Si la façade du club n’a rien perdu de son charme, avec ses murs vert sapin et ses réverbères or suspendus, l’intérieur apparaît bien triste et poussiéreux, constate-t-on en plaquant son nez aux vitres. « Le projet est de refaire vivre cet endroit magique, insiste le directeur artistique. Il a besoin d’un lifting, mais on ne veut en aucun cas modifier son âme. Contrairement aux Américains, qui font du vieux avec du neuf, nous, en France, on sait conserver l’authenticité des choses. »

Les nouveaux propriétaires du Petit Journal Saint-Michel veulent à tout prix conserver l’âme des lieux, mais reconnaissent qu’un petit lifting n’est pas de trop. (©JB/actu Paris)
Simonez Wolf insiste également sur l’autre volonté du propriétaire, qu’il fait sienne : faire renaître un lieu culturel et de rencontre dans le 5e arrondissement, qu’il affectionne. « Le jazz est né aux États-Unis, mais il ne faut pas oublier que la France, plus particulièrement la Rive gauche à Paris, été a été un refuge pour les musiciens tels que Dexter Gordon, Bud Powell et Chet Baker. Cette connexion entre New York et Paris, on veut la rétablir. Car si on ne l’entretient pas, elle disparaît », plaide-t-il.
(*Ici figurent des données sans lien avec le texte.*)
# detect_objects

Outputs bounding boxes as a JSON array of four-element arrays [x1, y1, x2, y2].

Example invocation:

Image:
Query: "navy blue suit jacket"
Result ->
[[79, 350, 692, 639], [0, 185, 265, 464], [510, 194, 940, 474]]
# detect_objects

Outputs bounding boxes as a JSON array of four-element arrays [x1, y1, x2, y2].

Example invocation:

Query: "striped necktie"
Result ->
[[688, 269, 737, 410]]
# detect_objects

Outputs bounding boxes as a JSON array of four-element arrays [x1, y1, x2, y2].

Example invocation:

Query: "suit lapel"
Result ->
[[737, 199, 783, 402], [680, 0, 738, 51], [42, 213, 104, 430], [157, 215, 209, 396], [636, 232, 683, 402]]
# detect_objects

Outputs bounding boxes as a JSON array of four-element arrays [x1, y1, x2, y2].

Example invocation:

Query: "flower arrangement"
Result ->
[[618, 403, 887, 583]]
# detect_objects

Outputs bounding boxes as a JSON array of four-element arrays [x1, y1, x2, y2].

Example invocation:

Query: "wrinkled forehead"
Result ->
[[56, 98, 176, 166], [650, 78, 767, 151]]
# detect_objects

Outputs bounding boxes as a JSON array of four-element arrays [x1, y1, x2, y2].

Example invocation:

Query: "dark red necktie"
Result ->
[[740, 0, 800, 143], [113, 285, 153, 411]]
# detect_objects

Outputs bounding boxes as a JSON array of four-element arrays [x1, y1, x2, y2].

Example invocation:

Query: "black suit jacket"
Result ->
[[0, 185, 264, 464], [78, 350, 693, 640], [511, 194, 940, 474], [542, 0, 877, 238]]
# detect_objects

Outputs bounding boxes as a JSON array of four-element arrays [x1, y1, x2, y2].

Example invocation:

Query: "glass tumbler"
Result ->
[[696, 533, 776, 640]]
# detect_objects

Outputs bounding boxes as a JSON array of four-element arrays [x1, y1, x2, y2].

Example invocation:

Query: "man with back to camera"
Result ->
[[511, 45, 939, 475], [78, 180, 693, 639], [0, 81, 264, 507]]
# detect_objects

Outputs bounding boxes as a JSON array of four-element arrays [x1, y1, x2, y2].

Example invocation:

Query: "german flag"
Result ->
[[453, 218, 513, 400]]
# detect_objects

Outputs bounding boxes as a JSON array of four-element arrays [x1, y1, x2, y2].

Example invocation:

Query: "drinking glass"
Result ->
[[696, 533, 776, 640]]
Pour y parvenir, Simone Wolf sait qu’il devra montrer patte blanche : « J’entends déjà des gens dire qu’on veut faire un night-club, une discothèque… Bref, des lieux qui pourraient nuire à la tranquillité des riverains. Je sais que c’est un point de crispation à Paris, mais nous, tout ce qu’on veut, c’est donner une nouvelle chance à ce morceau de patrimoine. »
Avant de pouvoir refranchir les portes du Petit Journal Saint-Michel, différentes autorisations liées au respect des normes dans l’établissement notamment devront avoir été obtenues. L’ouverture est espérée pour le printemps 2026.